I happen to agree that the invasion of Iraq was indefensible, but I also concede that there are folks more knowledgeable than I who would dispute that. My complicity (I think) is limited to my inability to reduce my carbon footprint to zero or near to it. A good part of me would like to string GWBush up for starting that war, as I’ve learned nothing in the last 11 years that has convinced me that it was worthwhile. The Americans who voted for him, especially the second time, were woefully misguided, imho — but then I realize that there is more than one issue that conveys to a vote for President.

The conversation between Blair and Tutu might have been interesting and informative, as would be the case at any time between a political and religious/spiritual leader. When one side bows out because the other is too evil/corrupt/criminal/(fill in the blank), we all lose.

Sarah Ridgway

Bill Dilworth


John Chilton, I think the accountability that the electorate bears for the government in power is much smaller than we have been lead to believe. The death grip that the two parties have on the system means that we are never given a real range of options, but only a choice between two neighboring positions.The American political system is not fit to purpose; I do not seriously entertain hopes of casting a vote for someone I would like to be in office – the best that I’ll be able to do is to vote for the lesser of two very real evils. Voting for a third party candidate whose views I truly endorse would accomplish little, and at the real risk of letting the greater of the two main evils be elected. In my view, we can only shoulder accountability/blame for the rate at which the situation gets worse, not whether it gets worse or better.

At times I’m not even sure that we have a real two party system, as opposed to one real party – the Corporate Party – represented by a Good Cop and a Bad Cop. Whichever of the two parties makes it into office, it will be the corporate class in whose interest they will rule, rather than the interest of the citizenry.

Rod Gillis

Speaking truth to power is supposed to be one of the callings of the people of God. However, some people are much better positioned to speak truth to power effectively. In this case, Archbishop Tutu because of his stature, his experience during apartheid,his call to speak truth to power within his own Anglican tradition, is well positioned to do and to speak as he has.

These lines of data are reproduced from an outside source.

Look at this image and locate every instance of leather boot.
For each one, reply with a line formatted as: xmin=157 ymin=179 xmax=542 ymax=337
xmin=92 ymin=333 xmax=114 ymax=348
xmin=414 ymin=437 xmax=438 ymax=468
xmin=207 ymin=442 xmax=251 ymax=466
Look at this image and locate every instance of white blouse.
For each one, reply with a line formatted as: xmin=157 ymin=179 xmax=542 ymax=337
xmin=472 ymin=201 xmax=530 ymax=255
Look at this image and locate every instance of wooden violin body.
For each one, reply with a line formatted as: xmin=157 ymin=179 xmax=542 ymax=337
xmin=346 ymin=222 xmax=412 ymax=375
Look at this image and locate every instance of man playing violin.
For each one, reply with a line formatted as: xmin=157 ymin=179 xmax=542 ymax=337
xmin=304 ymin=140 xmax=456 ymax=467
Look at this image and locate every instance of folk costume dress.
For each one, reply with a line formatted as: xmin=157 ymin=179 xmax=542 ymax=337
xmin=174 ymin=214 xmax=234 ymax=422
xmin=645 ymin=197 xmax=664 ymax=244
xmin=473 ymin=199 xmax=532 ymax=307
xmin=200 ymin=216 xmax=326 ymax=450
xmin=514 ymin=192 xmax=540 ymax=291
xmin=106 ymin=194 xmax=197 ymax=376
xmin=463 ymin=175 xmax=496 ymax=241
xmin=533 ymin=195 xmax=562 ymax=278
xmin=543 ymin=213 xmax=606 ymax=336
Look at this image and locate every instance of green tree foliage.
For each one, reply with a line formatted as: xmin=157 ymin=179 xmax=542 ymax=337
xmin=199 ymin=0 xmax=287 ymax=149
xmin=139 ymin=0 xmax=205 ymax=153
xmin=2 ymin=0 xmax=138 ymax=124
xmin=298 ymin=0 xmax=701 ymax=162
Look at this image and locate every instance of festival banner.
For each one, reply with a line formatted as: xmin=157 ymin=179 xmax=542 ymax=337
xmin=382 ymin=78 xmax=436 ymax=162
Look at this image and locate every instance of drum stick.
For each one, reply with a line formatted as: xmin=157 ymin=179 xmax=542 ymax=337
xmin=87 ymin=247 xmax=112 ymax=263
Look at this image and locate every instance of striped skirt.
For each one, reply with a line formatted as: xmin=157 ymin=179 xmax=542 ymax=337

Tutu’s empty chair is his yoke of iron. Lesser church leaders would have schmoozed with Blair all the while invoking platitudes to rationalize the same.

We should be grateful to Desmond Tutu, though not surprised, that a gifted peace maker like him has such clarity of mind and purpose when it comes to contending with the movers and shakers of war making.

Giles Fraser has also earned his chops, and I often appreciate his writing. He is a refreshing voice in the so often passive-aggressive wilderness that is churchland; but I disagree with his position on the substance of this matter notwithstanding.

John B. Chilton

1. Suppose the issue is global warming. I’m not willing to concede the war in Iraq was about oil, but I will concede global warming and our dependence on oil are joined.

2. The U.S. stands in the way of solving the problem.

3. The U.S. stands in the way because our politicians of both parties know they won’t get reelected if they attack the problem by getting serious about carbon based fuel. I favor a carbon tax as the best solution, but the particulars of serious solution pale in comparison to the political stumbling block — that the price would go up substantially under any realistic proposal and that would mean a change in lifestyle Americans won’t accept.

4. We are accountable for the government we have and its failures.

5. Let’s not blame our politicians for our own addictions.

6. Do you want to say your favorite politician gets a waiver from doing something about global warming because that’s pragmatic in order to get reelected. (IE, best is the enemy of the good?)


It’s difficult to adjudicate between Fraser and Tutu because they mostly agree. Then the former says “My problem is with the empty-chairing”, about which the latter says “I felt an increasingly profound sense of discomfort about attending.” Tutu doesn’t give much detail about why he drew the line there, so it’s hard to know how he’d answer Fraser’s objections.